Witaj!

Jak się to wszystko zaczęło?

Jak wiele nastolatek zaczęłam szukać sposobu na szczupłą sylwetkę. Byłam pewna, że rezygnacja z ziemniaków i chleba to złoty środek na wszystko…
Wyobraź sobie moje zdziwienie, kiedy odkryłam, że mam zbyt niską hemoglobinę i postępująca anemię.
Mam to szczęście, że bardzo szybko doszłam do wniosku, iż nie tędy droga i zaczęłam szukać dalej. Było mi o wiele łatwiej, bo w domu mama wprowadzała dobre wzorce żywieniowe. I tym samym np. warzywa do obiadu to była dla mnie codzienność.
Szybko przekonałam się, że odkrywanie sposobu na zdrowe odżywianie sprawia mi przyjemność, a dodatkowo moja potrzeba pomagania innym idealnie się z tym komponuje i tworzy mój wymarzony zawód- DIETETYK. Także już w liceum robiłam wszystko, aby moja edukacja poszła w tym kierunku. Udało się i spełniłam swoje marzenie- obroniłam najpierw licencjat, a następnie magisterkę na Uniwersytecie Medycznym we Wrocławiu. Wiem jednak, że same studia to nie wszystko, a człowiek się uczy całe życie. Dlatego już w trakcie studiów zaczęłam inwestować w siebie i swój rozwój. Brałam udział w interesujących mnie szkoleniach z zakresu dietetyki i tak zostało do dziś. To dla Was i Waszego zdrowia staram się być na bieżąco z najnowszymi badaniami naukowymi i zaleceniami dietetycznymi.

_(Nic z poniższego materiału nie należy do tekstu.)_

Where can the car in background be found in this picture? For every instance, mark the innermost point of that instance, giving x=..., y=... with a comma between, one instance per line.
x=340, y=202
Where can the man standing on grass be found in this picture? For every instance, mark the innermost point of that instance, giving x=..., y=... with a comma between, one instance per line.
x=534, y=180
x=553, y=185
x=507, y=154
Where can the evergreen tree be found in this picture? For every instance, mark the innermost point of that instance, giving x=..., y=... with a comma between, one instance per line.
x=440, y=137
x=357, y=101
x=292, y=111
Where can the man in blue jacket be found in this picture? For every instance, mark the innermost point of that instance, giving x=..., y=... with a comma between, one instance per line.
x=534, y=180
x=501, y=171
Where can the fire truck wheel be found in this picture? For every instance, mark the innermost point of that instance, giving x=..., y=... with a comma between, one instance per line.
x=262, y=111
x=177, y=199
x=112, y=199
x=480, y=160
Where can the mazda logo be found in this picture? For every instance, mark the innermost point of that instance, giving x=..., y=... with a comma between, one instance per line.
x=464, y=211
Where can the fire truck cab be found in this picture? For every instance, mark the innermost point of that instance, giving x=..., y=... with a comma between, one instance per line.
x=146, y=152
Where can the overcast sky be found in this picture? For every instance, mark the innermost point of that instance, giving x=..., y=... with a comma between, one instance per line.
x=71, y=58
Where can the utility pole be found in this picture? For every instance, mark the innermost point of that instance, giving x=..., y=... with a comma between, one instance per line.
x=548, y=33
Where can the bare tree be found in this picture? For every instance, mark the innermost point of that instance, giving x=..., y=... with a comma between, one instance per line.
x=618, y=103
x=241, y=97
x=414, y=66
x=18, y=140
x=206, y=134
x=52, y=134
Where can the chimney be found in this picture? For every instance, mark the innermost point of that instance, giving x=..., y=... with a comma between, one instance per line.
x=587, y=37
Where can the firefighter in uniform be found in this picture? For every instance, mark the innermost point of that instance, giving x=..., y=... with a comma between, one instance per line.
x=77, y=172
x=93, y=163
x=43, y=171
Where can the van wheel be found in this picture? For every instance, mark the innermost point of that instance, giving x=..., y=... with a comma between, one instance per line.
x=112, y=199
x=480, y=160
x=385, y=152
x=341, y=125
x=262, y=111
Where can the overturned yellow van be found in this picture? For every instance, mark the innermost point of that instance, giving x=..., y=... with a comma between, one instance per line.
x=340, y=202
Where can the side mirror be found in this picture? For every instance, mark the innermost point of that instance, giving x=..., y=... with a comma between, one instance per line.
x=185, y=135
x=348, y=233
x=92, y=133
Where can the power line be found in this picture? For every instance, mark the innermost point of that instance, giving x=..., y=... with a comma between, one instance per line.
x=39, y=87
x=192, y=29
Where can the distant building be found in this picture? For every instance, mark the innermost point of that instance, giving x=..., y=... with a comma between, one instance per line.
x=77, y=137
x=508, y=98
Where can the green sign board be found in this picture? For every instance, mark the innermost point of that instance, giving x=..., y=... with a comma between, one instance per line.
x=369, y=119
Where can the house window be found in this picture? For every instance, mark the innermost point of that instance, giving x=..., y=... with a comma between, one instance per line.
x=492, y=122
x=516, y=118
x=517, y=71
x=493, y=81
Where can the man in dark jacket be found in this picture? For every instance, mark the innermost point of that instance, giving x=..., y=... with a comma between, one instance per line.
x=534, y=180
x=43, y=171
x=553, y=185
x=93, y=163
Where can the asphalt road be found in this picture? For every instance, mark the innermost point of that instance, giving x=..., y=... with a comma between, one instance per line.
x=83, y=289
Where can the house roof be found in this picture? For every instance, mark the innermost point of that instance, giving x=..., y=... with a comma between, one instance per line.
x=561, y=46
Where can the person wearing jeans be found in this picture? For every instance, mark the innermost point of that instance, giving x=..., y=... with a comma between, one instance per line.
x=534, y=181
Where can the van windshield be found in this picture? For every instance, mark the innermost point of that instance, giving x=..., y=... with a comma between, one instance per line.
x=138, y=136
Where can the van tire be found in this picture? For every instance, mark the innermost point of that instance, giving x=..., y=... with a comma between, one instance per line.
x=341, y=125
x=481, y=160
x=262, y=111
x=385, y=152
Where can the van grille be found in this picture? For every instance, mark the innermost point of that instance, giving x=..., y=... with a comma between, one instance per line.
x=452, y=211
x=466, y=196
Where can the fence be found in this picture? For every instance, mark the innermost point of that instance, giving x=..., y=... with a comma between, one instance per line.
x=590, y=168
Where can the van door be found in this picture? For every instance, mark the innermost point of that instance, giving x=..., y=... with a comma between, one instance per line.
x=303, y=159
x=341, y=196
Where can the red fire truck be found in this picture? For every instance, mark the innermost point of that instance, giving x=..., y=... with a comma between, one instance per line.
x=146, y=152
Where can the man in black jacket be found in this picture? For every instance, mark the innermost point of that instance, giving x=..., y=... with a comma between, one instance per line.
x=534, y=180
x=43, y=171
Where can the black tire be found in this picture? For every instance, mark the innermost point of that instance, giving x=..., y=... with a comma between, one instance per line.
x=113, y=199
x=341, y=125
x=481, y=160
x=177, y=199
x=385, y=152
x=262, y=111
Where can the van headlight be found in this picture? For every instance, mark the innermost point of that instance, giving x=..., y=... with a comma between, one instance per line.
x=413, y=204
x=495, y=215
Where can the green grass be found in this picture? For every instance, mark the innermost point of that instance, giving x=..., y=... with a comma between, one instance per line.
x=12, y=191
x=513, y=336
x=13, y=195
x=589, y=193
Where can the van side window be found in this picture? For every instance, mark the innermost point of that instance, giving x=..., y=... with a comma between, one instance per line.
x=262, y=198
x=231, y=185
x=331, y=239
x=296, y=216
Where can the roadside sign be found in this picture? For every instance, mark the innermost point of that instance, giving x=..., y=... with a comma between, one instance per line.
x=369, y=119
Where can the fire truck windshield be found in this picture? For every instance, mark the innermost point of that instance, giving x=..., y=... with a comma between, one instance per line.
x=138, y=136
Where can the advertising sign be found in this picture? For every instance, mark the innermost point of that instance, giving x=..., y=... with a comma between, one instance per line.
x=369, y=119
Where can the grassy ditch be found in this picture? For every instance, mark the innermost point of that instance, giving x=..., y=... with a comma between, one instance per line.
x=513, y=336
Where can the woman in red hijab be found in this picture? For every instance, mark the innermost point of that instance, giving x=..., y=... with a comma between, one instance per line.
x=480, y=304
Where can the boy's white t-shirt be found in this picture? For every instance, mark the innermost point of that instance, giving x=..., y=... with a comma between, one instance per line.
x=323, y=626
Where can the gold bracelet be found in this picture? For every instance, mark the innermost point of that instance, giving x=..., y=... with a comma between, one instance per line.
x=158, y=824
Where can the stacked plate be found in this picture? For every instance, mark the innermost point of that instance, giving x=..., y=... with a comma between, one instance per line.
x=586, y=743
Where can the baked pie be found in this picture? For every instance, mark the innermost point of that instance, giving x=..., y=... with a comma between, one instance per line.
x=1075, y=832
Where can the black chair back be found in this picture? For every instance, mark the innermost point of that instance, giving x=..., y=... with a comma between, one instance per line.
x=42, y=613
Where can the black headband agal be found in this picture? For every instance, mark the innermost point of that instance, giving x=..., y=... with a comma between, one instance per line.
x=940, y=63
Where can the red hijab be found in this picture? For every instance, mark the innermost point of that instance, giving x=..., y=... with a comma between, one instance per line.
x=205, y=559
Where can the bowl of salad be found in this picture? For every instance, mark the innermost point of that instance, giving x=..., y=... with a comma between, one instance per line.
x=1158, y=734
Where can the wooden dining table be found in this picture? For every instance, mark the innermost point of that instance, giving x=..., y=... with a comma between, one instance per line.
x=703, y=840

Sport nie zawsze był moją pasją

To prawda, że od zawsze był obecny w moim życiu. W podstawówce byłam zakochana w siatkówce. Rozwijałam się w tym kierunku nie tylko na WF-ie ale również na SKSach, na które potrafiłam przychodzić nawet w soboty rano- a chyba sami wiecie jakie to poświęcenie wstać z rana w wolny dzień! Zimowe weekendy spędzałam również z rodziną na nartach.
Z kolei w gimnazjum postanowiłam rozwijać swoją pasję żeglarską. W przystani AZS Wrocław trenowałam się na jachcie klasy Cadet. Jednak, cotygodniowe wpadanie do Odry trochę mnie przerosło (były trudne powroty w tramwajach 😉) i pozostawiłam żeglarstwo, tak jak i narciarstwo, już tylko w formie rekreacyjno- wakacyjnej.
Wielki powrót do regularnych treningów udało się zaliczyć dzięki mojej kochanej siostrze Beacie. Beata jest utalentowaną florecistką i poprosiła mnie o towarzyszenie jej w treningach fitness, które miały być uzupełnieniem jej szkolenia szermierczego.
I tak właśnie, od tego pierwszego treningu 8 lat temu, z formy towarzysza- zmieniłam się w trenera. I teraz to Beata przychodzi do mnie na treningi fitness. A razem z moim mężem koszykarzem motywujemy się do sportowego rozwoju.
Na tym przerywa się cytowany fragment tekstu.